Sounds simple, but ancient DNA is broken into thousands of tiny fragments. Piecing them together takes months of painstaking work.
Right, well what I’ve got here is I have got a spit sample from Michael Ibsen and that contains an awful lot of his DNA, it’s got a lot of his cheek cells in there and what I’m going to be doing is I’m going to be taking some of this and I’m going to be extracting his DNA from it, and then I’m going to be sequencing his mitochondrial DNA and comparing it with any mitochondrial DNA we can get from the skeletal remains.
Unlike the skeleton, Michael’s DNA took Turi a matter of days to analyse and sequence because it was in so much better condition.
So, this is essentially part of the sequence of Michael’s mitochondrial DNA, and this is actually from my dad and what you’ll see is that not everybody has got the same DNA sequence. You can see that there’s differences between the two of them. So, my dad here has got a particular sequence and Michael has got a slightly different one. So that’s how you can tell mitochondrial DNA sequences apart from one another. And what I’ll be doing is trying to get the DNA sequence from the same region in the skeletal remains and then comparing the two sequences. And what we’re hoping is that we’ll get a perfect match.
I genuinely don’t know what the DNA result is.
Michael in here.
Hello.
Hello, yeah.
So…
If you look at the DNA of Michael and you look at the DNA from the skeletal remains, there’s a match.
Wow.
Blimey.
Wow.
Looking at the sequences the match was identical. Richard and Michael share one of the rarest types of mitochondrial DNA called Haplotype J1C2C. It’s carried by just 1-2% of the population. This made the match even more reliable.

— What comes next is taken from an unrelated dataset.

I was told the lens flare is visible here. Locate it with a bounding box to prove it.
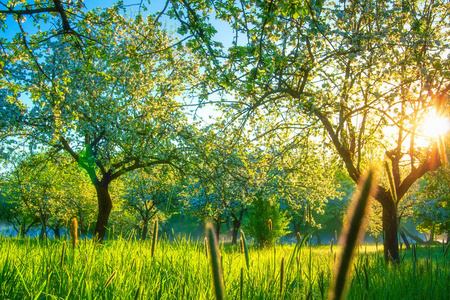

When I started to see the first sequences come back and seeing that it was a match, I just went really quiet. It was very profound.
Turi also revealed that she had managed to isolate a Y chromosome, proving that the skeleton was male.
What was so exciting about the moment of being told, was that it meant that we could actually say, beyond reasonable doubt, that we’d found Richard III. Whereas without the DNA it might have been something like, the balance of probability is that it’s Richard III.
To reinforce the genealogical research Kevin Schürer and Turi King obtained a DNA sample from another female line relative from Richard III. They also matched.
And I can now tell you, there is a DNA match between the maternal DNA from the descendants of the family of Richard III and the skeletal remains that we found at the Greyfriars dig.
Richard’s skeleton is now undergoing further scientific tests, to tell us more about his life. Turi King is analysing his DNA in even greater detail. Investigating his Y chromosome, to check the male line of descent and searching for evidence of hereditary disease. The skeleton has more secrets to reveal.